A construtora espanhola Aldesa garantiu um contrato de 659 milhões de pesos mexicanos, cerca de 33 milhões de euros, para a construção de dois túneis rodoviários no estado de Chiapas, no sul do México. A obra, parte do trecho que liga Palenque a Ocosingo, foi adjudicada pela Secretaria de Infraestrutura, Comunicações e Transporte do país e tem um prazo de execução de 17 meses.

O movimento, noticiado pela Forbes España, pode parecer apenas mais um contrato de obras públicas, mas sua relevância está nos detalhes. Ele reforça a posição do México como um mercado estratégico para grandes players europeus de infraestrutura e, no caso da Aldesa, expõe uma estrutura de capital complexa — a companhia espanhola é controlada por capital chinês, adicionando uma camada geopolítica à disputa por obras na América Latina.

O xadrez da infraestrutura

A América Latina há muito serve como um terreno fértil para as gigantes espanholas da construção.
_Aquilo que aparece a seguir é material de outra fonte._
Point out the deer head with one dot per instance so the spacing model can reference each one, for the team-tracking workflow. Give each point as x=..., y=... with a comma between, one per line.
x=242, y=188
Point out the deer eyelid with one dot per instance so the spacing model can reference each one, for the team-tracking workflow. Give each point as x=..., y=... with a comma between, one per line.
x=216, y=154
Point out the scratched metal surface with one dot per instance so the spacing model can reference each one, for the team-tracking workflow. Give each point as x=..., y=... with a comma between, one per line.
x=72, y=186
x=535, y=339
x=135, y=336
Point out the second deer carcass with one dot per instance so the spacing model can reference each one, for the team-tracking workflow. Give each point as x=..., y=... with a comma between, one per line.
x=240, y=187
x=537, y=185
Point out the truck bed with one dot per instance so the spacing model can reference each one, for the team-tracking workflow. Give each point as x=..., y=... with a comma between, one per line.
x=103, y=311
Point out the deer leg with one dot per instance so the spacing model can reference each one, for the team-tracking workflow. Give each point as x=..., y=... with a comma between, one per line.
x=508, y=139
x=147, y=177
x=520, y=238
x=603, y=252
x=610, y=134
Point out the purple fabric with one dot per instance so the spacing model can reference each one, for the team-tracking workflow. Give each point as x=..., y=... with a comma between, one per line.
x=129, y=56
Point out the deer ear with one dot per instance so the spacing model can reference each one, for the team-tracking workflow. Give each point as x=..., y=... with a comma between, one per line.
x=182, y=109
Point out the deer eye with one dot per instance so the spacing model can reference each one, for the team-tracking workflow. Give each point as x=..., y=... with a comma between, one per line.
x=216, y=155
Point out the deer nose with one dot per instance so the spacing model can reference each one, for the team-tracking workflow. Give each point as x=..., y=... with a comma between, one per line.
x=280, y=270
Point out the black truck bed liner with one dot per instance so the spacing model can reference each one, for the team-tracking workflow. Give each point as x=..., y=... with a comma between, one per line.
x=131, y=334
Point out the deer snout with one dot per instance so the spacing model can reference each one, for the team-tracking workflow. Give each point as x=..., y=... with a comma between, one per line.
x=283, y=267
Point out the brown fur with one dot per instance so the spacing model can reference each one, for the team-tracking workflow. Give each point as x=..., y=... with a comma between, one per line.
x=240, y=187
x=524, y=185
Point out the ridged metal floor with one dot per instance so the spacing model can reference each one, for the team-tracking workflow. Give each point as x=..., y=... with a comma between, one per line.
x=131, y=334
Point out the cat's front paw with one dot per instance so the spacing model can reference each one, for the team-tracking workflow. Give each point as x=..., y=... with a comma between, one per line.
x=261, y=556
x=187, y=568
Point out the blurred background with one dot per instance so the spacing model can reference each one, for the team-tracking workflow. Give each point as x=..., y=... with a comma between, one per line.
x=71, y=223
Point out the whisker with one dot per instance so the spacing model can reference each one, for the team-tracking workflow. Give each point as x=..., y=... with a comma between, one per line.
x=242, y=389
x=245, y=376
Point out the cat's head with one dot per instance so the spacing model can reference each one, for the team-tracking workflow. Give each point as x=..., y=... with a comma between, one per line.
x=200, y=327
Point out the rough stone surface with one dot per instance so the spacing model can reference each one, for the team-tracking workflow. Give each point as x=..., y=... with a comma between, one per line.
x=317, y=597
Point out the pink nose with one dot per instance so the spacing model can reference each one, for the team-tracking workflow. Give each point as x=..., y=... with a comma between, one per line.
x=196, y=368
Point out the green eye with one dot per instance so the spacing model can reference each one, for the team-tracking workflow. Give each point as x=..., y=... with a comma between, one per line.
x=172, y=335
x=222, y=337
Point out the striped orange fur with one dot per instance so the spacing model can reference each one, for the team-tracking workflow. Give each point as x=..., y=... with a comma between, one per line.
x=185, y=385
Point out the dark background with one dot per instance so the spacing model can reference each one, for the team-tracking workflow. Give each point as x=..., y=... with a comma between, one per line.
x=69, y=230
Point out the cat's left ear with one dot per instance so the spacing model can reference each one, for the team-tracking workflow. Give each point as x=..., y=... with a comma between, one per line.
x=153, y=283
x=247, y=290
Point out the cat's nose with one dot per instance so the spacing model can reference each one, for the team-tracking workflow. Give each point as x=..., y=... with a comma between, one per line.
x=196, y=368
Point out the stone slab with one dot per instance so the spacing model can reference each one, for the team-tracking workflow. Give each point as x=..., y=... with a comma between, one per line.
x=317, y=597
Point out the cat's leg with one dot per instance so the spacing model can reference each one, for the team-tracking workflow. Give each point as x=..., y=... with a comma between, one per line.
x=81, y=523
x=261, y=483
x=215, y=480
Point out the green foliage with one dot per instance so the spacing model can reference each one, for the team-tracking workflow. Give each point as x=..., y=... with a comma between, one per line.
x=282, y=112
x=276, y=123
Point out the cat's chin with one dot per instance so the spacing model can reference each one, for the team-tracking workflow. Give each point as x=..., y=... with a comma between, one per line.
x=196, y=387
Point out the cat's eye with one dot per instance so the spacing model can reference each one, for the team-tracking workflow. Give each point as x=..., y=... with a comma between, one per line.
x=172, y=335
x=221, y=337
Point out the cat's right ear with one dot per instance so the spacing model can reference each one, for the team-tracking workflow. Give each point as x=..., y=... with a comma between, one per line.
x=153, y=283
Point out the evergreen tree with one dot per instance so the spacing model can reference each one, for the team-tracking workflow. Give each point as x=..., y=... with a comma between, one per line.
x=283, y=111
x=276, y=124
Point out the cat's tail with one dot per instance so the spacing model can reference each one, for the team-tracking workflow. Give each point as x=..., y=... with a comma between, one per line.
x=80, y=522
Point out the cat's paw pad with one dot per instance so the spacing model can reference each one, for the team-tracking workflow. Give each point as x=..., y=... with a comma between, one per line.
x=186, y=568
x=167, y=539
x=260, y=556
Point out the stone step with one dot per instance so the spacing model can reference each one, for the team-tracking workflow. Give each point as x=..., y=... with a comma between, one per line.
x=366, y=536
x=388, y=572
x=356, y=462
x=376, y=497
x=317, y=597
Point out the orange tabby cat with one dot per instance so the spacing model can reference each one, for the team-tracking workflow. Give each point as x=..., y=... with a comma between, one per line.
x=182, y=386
Com um mercado doméstico maduro e mais restrito a grandes projetos greenfield, empresas como a Aldesa veem na região uma avenida de crescimento consistente. O contrato no México não é um fato isolado, mas parte de uma estratégia de longo prazo para consolidar presença em mercados-chave, onde a demanda por modernização de estradas, portos e ferrovias permanece alta.

A particularidade aqui é a origem do capital que financia a expansão. O controle chinês sobre a Aldesa ilustra uma nova dinâmica na competição global: a combinação de expertise técnica e de gestão europeia com o poderio financeiro asiático. Esse modelo híbrido permite que a companhia apresente propostas competitivas, navegando em um cenário onde o financiamento é tão crucial quanto a capacidade de engenharia.

Um projeto estratégico

Os dois túneis, com 320 e 200 metros de extensão, são peças importantes para a conectividade em Chiapas. A obra envolve não apenas a escavação, mas toda a infraestrutura adjacente, como pavimentação, drenagem e instalações elétricas. Para o México, o projeto representa um avanço na modernização de sua malha viária com investimento e conhecimento técnico estrangeiros.

Para a Aldesa, o contrato solidifica sua reputação no país e serve como um cartão de visitas para futuras licitações em um dos mercados mais dinâmicos do continente. O projeto atesta que, apesar das volatilidades políticas e econômicas, a América Latina continua sendo um campo de batalha indispensável para as firmas globais de engenharia que buscam projetos de grande escala.

Em termos absolutos, o valor do contrato não é monumental. Sua importância reside no que ele sinaliza: o apetite contínuo de players globais pela infraestrutura latino-americana e as novas configurações de capital que sustentam essa expansão. É um termômetro preciso do jogo que se desenrola na região.